In moments both personal and political, that smile comes as Milk prevails at something he had persistently sought, with the apparent view that it could be achieved. And then, in the moment it is achieved, the smile says that this is an unexpected joy, something he didn't really believe was coming. It might come as a beautiful younger man agrees to go home with him, or at a moment of political triumph alike. And this is where it creates a seamless whole for the film: We see the emotional side of political movement participation not merely as high-minded righteousness but as fun, as a consistent not separate part of participants' lives. For many of us who have had exactly this experience that won't come as much of a surprise, but in a biographical film in which a tragic figure is played by a major dramatic actor, it's an unexpectedly light touch. It makes the human side of the story so very human, and beautiful.
It means that in this movie, not only is the personal political (to use the -- entirely true -- cliche), but the political is personal. And that's how it is in life, right? A few people may base their activism solely on some moral notion detached from human interaction and feeling, but not very many, and they'd be unlikely to form the core of a movement. No, maybe you come to activism through something that happened to you or someone you loved, or through your friends. As you participate, your fellow activists become your friends, your family, your world. There's hard work and sacrifice, but they're experienced alongside people you love and enjoy. Van Sant's film captures that sense of the creation of community, of people discovering their strengths and being encouraged to use them, of hard work often tinged with desperation and fear at what failure would mean but also punctuated with laughter and silliness and sex.
Milk condenses its main character's move from closeted suit-wearer to ponytailed gay activist -- in the film, Milk is wearing a suit and living in the closet meets the younger, hippyish Scott Smith, and pretty directly decides to grow his hair and move to San Francisco. But in real life, Milk's transformation had been a bit more extended and meandering; he'd already lived in San Francisco for a time, and had grown his hair long while there the first time. But aside from this initial telescoping, even the people depicted in it speak highly of the film's historical accuracy:
Anne Kronenberg: I think it was very historically accurate and I was nervous ahead of time... Danny and I just saw the movie yesterday, and it is right on.
--snip--
Cleve Jones: I think it's also remarkable and wonderful that the political storyline remained intact. For Hollywood -- and none of us come from the entertainment world, this is totally a new experience for all of us -- but for Hollywood films it's usually all about the personal relationships.
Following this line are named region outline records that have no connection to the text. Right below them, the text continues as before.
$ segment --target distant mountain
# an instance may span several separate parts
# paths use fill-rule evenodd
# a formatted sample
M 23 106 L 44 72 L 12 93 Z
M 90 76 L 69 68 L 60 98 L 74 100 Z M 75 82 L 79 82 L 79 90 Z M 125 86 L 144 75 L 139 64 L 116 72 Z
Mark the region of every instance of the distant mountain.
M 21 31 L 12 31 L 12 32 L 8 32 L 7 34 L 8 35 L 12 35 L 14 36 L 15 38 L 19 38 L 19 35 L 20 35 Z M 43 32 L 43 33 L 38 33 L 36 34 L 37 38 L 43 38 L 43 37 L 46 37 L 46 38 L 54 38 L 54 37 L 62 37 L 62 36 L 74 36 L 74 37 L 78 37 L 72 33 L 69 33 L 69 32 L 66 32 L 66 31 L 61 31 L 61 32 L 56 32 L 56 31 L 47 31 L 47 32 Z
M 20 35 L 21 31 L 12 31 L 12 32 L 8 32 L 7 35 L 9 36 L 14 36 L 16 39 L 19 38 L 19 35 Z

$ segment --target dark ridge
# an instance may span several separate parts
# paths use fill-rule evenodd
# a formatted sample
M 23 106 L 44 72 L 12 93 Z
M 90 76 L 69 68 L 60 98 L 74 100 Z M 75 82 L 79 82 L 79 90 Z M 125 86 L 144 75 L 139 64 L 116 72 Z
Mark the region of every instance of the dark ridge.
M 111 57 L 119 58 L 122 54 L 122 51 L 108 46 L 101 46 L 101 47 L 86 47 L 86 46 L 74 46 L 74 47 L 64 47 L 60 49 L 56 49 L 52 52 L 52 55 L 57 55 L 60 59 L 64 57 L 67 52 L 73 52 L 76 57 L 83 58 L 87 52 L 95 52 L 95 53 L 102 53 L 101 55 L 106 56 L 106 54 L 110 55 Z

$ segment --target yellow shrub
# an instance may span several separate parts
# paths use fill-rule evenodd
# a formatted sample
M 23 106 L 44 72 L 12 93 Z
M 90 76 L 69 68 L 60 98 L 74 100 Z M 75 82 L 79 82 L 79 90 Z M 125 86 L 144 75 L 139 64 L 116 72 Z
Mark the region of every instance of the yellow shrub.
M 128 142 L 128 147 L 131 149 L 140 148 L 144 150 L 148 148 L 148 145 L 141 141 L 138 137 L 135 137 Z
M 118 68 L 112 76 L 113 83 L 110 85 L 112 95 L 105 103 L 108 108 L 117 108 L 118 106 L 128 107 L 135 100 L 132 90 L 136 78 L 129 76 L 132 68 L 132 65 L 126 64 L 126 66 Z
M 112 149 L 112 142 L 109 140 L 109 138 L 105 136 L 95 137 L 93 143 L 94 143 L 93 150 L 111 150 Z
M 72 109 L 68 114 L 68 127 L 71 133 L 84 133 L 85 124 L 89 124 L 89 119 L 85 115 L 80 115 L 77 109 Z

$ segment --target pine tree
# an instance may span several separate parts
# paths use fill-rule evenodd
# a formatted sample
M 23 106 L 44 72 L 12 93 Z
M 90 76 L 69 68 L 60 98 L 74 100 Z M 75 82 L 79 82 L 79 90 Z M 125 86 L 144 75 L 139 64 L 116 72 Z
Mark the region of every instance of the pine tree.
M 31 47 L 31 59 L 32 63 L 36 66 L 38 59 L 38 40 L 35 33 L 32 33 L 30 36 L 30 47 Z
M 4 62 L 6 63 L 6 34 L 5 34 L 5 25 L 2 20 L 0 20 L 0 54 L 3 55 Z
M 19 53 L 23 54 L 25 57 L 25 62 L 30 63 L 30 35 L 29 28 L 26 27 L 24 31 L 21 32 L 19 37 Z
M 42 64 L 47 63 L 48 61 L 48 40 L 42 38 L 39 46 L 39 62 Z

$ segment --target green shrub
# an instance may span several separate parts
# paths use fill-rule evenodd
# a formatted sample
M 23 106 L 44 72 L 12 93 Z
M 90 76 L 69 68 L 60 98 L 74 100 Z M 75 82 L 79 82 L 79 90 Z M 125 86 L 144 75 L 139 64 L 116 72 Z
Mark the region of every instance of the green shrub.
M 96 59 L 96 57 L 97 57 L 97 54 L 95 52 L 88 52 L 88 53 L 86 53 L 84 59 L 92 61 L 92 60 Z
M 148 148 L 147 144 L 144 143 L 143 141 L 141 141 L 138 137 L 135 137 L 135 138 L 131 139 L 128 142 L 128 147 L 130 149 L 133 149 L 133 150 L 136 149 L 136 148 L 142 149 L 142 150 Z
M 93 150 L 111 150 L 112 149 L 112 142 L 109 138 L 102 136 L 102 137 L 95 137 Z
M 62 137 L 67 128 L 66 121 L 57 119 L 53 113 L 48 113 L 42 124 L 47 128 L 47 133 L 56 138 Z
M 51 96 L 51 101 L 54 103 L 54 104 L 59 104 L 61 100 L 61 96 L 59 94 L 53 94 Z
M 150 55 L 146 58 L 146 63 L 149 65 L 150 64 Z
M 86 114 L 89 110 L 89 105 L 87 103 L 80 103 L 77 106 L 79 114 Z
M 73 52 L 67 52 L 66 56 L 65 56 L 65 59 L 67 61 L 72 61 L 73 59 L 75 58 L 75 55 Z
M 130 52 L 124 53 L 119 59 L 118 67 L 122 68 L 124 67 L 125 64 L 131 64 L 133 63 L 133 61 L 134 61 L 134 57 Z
And that's in the film, of course, but the political struggle is there.
And it's a remarkably sophisticated view of the political struggle. In a crucial scene, as protesters mass in the streets, Milk hands off his bullhorn to Cleve Jones (played by Emile Hirsch) and tells him to lead a march to city hall, where Milk, as the city's first gay supervisor, will mediate. Most filmmakers would have focused on Milk's role as a politician inside the system from the moment he was elected, but Van Sant and screenwriter Dustin Lance Black keep the story on his participation in a movement bigger than himself. Yes, being the mediator and the deliverer of gay votes would raise Milk's personal profile and power, but without the pressure from the movement on the outside, he would have been able to accomplish much less. (Worth remembering when we think about other inspirational politicians...)
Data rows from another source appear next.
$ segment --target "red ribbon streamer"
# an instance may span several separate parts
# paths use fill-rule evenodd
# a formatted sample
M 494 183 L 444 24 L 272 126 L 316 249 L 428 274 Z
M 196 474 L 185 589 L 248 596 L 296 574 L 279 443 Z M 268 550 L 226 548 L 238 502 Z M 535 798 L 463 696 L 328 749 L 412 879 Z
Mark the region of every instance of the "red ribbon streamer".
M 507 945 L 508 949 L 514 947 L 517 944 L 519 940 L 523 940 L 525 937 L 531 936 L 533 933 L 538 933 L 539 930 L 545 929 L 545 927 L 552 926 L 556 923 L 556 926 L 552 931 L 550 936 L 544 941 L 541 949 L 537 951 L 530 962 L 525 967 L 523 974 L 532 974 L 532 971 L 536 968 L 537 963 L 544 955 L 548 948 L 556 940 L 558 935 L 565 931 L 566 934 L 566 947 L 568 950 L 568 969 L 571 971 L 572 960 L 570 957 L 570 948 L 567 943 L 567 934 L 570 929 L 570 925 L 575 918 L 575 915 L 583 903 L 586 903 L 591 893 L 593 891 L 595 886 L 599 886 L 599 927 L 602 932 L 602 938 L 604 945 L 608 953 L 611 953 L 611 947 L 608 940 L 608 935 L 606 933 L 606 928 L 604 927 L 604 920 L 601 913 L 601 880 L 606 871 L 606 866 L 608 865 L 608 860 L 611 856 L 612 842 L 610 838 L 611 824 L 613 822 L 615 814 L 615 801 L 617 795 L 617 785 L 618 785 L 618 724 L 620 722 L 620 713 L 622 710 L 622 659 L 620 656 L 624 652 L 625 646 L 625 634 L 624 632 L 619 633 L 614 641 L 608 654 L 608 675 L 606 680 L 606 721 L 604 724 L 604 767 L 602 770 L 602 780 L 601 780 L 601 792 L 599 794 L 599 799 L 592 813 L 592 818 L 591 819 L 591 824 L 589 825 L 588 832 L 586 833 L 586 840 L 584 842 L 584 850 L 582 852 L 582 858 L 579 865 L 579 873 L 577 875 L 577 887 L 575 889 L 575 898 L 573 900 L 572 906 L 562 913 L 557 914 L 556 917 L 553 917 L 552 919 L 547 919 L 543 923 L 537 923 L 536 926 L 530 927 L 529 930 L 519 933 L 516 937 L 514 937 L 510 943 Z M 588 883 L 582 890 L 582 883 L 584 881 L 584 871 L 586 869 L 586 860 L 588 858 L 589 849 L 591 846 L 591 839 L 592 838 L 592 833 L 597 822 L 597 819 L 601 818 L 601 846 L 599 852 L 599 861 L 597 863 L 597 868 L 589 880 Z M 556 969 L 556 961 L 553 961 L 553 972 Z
One of Milk's triumphs is the inescapability, whether you watch it with a personal or a political eye, of how far we have come in 30 years. There is, of course, a bittersweet aspect to watching the struggle in the film against the anti-gay Proposition 6 while thinking about Proposition 8. But even there, how far we've come. And watching the file footage of Anita Bryant (who, in an excellent move is never depicted by an actor), I had such an overwhelming sense of the tide of history that has swamped people like her. They may still be fighting hard to keep us all from moving forward, but they've lost. They've lost when the question has shifted from witch hunts to prevent gay people from teaching to an equal right to marry. They've lost when the movies about the era don't need to make noble eunuchs of gay leaders and don't need to caricature Anita Bryant because she herself is caricature enough.
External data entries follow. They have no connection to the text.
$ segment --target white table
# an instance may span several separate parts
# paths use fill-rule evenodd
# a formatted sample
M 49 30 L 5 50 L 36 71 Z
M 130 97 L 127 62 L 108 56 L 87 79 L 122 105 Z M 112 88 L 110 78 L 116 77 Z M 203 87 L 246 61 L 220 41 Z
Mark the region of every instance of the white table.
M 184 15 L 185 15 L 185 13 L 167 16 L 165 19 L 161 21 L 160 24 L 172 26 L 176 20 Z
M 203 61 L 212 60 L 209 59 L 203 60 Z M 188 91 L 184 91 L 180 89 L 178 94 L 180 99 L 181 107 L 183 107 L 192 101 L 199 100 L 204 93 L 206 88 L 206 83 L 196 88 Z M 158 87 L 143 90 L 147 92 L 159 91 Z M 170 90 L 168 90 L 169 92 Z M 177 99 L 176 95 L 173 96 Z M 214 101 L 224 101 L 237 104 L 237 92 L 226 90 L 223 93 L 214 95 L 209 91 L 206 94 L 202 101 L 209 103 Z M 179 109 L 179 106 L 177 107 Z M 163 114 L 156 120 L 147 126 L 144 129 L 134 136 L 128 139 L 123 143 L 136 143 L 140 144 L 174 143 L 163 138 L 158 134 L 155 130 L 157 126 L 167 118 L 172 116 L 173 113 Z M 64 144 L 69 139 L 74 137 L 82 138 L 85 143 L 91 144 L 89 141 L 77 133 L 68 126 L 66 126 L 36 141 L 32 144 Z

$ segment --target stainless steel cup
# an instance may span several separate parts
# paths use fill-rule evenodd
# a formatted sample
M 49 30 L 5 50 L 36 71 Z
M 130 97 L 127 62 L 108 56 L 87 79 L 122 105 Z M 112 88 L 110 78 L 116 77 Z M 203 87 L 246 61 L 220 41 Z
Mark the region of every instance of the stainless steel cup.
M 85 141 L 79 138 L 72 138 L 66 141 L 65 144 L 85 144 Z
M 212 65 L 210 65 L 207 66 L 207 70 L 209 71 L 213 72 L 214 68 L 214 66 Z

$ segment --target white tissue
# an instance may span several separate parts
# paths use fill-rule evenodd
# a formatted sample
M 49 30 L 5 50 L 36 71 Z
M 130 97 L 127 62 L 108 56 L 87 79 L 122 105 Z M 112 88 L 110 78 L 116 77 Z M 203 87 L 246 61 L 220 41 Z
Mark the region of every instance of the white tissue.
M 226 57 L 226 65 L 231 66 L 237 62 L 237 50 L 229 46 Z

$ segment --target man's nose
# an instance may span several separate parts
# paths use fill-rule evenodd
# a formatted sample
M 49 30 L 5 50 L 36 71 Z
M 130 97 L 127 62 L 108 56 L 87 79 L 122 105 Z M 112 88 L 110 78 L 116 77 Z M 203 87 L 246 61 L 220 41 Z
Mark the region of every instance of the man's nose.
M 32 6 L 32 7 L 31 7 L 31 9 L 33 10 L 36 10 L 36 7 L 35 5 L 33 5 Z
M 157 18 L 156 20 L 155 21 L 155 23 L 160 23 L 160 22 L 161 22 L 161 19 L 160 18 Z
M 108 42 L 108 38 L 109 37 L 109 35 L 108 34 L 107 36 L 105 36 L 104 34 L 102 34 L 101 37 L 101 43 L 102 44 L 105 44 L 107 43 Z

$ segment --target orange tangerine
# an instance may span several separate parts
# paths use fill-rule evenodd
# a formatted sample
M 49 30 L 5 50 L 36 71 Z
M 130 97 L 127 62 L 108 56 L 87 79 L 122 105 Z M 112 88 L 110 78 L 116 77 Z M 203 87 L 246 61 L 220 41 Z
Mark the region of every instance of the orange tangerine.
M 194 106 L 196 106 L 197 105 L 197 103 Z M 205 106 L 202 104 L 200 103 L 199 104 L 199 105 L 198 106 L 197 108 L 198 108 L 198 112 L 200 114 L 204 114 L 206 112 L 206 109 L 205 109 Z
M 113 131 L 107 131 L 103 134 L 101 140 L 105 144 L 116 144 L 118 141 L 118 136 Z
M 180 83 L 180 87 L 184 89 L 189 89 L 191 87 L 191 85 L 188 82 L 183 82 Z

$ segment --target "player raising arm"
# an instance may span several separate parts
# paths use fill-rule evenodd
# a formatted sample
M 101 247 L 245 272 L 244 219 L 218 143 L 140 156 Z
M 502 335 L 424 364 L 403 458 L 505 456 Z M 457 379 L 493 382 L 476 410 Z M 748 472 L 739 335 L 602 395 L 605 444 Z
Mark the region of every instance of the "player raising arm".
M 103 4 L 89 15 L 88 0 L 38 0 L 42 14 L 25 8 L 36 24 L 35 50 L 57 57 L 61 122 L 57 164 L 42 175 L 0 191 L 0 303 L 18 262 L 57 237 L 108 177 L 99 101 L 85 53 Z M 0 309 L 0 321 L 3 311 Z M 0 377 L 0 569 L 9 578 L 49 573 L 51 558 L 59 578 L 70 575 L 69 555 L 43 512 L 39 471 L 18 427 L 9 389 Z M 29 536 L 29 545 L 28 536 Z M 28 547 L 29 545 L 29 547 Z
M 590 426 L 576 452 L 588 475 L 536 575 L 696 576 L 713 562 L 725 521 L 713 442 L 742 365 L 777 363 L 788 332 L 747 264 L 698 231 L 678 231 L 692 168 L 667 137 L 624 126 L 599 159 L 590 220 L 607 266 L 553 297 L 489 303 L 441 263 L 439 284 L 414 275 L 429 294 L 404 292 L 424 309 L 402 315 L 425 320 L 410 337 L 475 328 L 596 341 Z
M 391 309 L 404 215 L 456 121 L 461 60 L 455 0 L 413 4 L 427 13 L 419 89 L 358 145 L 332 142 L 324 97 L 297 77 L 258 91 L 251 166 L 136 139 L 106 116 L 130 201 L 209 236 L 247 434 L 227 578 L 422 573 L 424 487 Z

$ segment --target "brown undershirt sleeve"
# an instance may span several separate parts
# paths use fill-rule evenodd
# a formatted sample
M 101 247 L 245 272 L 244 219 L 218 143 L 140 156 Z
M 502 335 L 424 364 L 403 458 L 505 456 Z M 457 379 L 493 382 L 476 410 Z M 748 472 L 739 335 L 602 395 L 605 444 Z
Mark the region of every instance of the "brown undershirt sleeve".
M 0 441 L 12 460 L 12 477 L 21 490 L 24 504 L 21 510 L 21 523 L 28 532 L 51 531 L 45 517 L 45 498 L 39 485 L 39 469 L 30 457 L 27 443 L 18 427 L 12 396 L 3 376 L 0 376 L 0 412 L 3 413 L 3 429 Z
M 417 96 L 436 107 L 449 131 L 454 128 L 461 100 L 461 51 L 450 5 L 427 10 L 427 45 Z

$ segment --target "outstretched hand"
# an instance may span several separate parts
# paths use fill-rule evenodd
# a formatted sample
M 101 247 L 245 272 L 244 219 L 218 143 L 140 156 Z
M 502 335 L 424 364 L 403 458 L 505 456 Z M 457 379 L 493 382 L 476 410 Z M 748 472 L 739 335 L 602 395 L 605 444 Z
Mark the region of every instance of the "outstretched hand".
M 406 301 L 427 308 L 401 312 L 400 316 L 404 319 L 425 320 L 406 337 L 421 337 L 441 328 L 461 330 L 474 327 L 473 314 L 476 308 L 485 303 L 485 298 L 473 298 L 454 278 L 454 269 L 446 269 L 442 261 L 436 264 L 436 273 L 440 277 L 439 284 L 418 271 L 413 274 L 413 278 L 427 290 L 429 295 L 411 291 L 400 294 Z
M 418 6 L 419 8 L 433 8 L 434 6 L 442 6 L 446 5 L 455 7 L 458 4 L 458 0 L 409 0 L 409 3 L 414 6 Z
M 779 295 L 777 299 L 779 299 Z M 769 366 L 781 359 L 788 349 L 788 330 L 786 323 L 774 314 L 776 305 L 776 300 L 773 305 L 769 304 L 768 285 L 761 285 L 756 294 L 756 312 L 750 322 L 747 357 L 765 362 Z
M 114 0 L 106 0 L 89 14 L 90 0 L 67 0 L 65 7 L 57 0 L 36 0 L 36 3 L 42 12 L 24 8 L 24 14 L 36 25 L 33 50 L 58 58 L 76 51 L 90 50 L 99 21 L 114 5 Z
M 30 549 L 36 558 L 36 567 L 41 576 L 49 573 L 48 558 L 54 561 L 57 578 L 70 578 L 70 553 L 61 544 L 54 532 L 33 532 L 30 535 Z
The sense of passion and pleasure and lightness to Milk makes it a great movie. Its representation of a politics at once pragmatic and radical, suffused with seriousness of purpose but open to fun, pushing hard from outside and in, makes it a valuable primer on movement politics for anyone tempted to believe elections and legislation are all. And that vision of relentless, swift motion forward to justice -- and even if day to day it is slow and compromised and tragically incomplete, it is so fast when you think about where we were then and where we are now -- that vision is astounding.